Traders panic as Bitcoin bubble pops


Bitcoin lost almost half its value in a week as panic selling gripped the online currency just as fears grew punters were being allowed to buy it using a credit card.

In a frenzy of frantic trading the value of bitcoin fell more than 25 per cent yesterday alone, before swinging up and down wildly as dread gripped the market that a bubble had burst.

As the Mail went to press, the stock was down almost 18 per cent on the day, and had lost over a third of its value in a week, from a high of $19,757.

Bits and pieces: Bitcoin lost almost half its value in a week as panic selling gripped the online currency

Bits and pieces: Bitcoin lost almost half its value in a week as panic selling gripped the online currency

The currency is now officially in what traders call a bear market, having plunged so heavily in value.

The wild swings come as the Mail can reveal that online trading websites including major exchange Coinbase, which has an estimated 11.7m users, were allowing customers to pay for the digital currency with a Visa or Mastercard credit card.

It means that many buyers may be borrowing money at high interest rates to put into the currency, just as its value collapses. It could leave many nursing huge losses as well as debts.

Borrowers could be unable to pay back what they owe if the price crashes, with unpredictable consequences for the wider banking system.

Neither of Britain’s two biggest conventional share and fund trading platforms – Hargreaves Lansdown and Barclays Smart Investor – will let customers pay with credit cards.

Danny Cox, of Hargreaves, said: ‘Borrowing to invest is complete lunacy.
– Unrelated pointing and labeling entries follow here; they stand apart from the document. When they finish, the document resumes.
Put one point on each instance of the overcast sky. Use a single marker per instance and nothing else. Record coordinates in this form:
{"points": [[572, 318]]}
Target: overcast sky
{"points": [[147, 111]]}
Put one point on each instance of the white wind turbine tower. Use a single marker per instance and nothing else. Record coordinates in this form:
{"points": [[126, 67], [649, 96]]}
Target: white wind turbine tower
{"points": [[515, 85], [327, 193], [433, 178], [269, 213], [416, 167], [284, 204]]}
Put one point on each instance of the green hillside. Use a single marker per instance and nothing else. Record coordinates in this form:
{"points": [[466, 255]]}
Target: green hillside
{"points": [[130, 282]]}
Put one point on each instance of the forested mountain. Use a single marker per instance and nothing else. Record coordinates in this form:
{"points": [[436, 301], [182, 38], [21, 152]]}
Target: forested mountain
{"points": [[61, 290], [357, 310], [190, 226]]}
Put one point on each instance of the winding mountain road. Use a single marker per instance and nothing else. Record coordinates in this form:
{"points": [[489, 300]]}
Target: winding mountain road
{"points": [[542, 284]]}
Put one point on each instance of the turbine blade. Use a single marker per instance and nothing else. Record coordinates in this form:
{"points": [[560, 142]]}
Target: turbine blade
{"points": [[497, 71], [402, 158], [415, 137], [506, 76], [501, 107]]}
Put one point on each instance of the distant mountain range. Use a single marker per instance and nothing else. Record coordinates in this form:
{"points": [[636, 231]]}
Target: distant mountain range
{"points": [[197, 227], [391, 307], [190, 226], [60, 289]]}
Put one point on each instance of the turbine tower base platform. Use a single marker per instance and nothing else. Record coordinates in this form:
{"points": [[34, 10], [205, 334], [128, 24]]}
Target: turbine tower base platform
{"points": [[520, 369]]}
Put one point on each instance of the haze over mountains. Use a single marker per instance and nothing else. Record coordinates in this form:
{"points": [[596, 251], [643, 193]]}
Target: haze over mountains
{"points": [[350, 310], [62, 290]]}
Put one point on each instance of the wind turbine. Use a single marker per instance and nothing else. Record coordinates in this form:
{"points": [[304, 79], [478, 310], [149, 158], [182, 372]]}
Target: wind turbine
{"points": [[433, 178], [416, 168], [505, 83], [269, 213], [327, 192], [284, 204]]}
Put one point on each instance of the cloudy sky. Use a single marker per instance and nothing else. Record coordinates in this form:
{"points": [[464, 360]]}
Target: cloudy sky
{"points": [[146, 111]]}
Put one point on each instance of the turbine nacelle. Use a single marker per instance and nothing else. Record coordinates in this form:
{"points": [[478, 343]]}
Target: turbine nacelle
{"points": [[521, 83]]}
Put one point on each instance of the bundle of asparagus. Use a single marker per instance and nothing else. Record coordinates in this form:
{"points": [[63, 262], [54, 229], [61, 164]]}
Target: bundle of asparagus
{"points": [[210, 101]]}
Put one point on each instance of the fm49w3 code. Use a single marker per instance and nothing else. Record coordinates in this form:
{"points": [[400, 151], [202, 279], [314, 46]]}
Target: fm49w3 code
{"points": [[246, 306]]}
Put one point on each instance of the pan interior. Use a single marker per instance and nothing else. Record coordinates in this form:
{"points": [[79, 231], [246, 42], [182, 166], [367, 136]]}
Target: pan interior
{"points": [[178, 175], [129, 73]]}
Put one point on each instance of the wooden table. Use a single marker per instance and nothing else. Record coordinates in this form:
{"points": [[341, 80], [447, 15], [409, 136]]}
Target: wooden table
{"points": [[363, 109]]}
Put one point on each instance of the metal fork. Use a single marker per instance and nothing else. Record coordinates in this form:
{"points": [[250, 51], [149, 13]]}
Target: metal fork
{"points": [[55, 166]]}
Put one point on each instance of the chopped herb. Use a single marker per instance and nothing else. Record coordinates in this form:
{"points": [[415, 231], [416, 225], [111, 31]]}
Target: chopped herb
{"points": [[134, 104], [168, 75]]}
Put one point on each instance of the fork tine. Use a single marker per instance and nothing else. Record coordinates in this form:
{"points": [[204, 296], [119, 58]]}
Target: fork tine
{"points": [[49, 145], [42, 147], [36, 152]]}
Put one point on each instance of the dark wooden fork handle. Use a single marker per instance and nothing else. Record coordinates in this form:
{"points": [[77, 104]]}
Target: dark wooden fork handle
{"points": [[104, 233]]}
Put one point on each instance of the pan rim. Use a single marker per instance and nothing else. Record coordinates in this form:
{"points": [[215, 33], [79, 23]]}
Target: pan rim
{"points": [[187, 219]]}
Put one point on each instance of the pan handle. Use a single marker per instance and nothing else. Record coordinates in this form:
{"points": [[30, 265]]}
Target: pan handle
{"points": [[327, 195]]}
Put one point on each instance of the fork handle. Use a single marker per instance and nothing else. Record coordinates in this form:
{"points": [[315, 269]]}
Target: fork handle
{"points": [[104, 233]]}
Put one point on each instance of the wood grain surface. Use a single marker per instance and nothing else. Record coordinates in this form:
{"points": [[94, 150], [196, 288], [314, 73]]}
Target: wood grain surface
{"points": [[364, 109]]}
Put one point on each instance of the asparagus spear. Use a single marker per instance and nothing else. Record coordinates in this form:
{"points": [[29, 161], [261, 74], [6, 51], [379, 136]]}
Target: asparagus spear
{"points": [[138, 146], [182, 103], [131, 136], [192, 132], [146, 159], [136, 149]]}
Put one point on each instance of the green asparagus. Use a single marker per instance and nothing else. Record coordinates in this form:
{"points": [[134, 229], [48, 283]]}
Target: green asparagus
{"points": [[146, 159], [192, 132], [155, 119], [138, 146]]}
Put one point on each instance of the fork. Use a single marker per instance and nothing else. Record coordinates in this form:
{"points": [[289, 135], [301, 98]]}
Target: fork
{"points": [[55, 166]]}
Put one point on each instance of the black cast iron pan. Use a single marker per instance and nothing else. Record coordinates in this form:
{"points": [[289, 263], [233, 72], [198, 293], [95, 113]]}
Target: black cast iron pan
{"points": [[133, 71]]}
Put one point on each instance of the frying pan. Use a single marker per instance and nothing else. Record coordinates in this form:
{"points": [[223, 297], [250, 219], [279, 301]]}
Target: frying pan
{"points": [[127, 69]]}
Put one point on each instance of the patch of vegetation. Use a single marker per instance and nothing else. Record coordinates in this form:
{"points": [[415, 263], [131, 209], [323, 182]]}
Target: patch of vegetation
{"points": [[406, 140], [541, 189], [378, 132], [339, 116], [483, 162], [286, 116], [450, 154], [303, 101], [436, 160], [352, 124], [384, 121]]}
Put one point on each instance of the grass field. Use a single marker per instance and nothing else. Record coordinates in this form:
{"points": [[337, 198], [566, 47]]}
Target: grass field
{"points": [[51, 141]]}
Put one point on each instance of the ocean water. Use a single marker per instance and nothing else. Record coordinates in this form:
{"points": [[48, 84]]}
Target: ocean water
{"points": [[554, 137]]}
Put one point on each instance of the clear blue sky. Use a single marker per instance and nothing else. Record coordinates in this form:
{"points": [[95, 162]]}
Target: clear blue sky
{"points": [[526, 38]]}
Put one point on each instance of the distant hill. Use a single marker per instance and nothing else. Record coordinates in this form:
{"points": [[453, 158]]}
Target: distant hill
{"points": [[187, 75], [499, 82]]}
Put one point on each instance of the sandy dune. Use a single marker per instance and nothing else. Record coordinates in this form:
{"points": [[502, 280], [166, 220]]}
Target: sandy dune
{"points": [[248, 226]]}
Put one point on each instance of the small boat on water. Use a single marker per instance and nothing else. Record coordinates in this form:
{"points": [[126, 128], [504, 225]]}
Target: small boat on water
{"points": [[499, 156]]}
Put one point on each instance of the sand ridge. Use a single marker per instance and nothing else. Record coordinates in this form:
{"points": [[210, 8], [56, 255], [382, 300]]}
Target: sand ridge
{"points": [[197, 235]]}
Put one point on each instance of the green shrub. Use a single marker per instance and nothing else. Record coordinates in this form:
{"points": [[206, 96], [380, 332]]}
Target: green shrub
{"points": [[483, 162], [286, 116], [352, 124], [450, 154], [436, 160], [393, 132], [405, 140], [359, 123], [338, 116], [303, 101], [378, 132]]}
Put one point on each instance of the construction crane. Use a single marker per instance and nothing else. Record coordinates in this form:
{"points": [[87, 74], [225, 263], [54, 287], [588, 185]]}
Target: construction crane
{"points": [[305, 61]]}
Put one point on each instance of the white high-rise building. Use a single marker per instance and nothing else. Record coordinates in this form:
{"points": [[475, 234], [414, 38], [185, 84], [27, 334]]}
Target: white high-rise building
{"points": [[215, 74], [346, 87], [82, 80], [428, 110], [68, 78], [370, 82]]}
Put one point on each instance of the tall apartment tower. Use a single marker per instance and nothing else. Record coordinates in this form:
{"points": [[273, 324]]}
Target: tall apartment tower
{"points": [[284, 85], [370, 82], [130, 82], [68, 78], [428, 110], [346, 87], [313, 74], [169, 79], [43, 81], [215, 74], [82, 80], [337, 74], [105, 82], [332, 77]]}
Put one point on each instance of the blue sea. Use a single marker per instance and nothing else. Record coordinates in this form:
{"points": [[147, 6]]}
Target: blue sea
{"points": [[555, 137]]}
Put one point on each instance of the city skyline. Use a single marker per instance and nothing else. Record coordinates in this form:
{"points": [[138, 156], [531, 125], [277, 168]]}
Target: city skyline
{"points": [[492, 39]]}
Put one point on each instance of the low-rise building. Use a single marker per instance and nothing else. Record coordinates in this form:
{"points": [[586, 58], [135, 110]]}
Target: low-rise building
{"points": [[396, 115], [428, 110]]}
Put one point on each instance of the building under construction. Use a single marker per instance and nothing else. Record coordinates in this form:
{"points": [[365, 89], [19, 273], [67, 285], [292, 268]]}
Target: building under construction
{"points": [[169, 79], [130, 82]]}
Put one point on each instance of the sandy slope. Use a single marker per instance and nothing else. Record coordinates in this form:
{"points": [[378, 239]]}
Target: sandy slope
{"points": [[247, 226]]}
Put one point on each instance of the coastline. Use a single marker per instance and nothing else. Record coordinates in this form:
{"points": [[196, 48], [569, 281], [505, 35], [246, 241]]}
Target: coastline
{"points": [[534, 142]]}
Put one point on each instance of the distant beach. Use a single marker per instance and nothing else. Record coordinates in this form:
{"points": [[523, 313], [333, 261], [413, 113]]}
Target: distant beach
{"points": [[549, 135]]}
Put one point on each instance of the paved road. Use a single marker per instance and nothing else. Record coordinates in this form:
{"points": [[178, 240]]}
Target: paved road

The risk is that you get people buying this stuff and paying huge interest rates of up to 25 per cent.

‘If they make losses then they’ve got huge amounts of interest to pay on top.’

It came as bitcoin’s price plunged 30 per cent or almost $5,000 in a matter of hours yesterday, in a pre-Christmas rollercoaster which led to fresh fears of a toxic bubble.

The online currency dived from highs of $15,830 to lows of $10,835 yesterday, according to price-tracker website Coinbase.

This plunge follows a year in which speculators piled into the currency, ignoring warnings from central banks and seasoned traders that they could lose everything when the market turns.

After swinging around wildly – with repeated rises and falls of more than $1,000 happening in minutes – the currency recovered to around $12,758 shortly before 5pm yesterday.

But on discussion website Reddit, traders fretted that there could be further falls to come. ‘I seriously hope bitcoin can recover from this nightmare,’ wrote one.

Another said: ‘I’m not sure how much I want to allocate to this dip but I just keep buying.’

Senior figures from legendary investor Warren Buffett to chief executive of the Financial Conduct Authority, Andrew Bailey, have warned that bitcoin could suddenly crash and trigger massive losses for investors.

And many are warning about the dangers of borrowing to get in on the investment fad. Coinbase, which is the biggest US-based exchange for bitcoin, allows customers to pay by credit card, which it says is quicker than transferring cash from a bank account – a procedure that can take up to three working days.

It temporarily suspended trading last night, saying this was due to ‘high traffic’.

Coinbase did not respond to a request for a comment.

Others which have allowed UK credit card purchases include Isle of Man-based Coincorner.

A spokesman for Coincorner said: ‘People are free to buy anything they want on their credit cards. If people are spending more than they can afford then their bank should review their credit limit.’

The Etoro exchange, which has its headquarters in London, accepts deposits funded by credit cards up to £15,000 per transaction. Its UK managing director Iqbal Gandham said: ‘It is not uncommon for investments to be made via credit card – it’s simply a reflection of the way lots of people manage their spending.’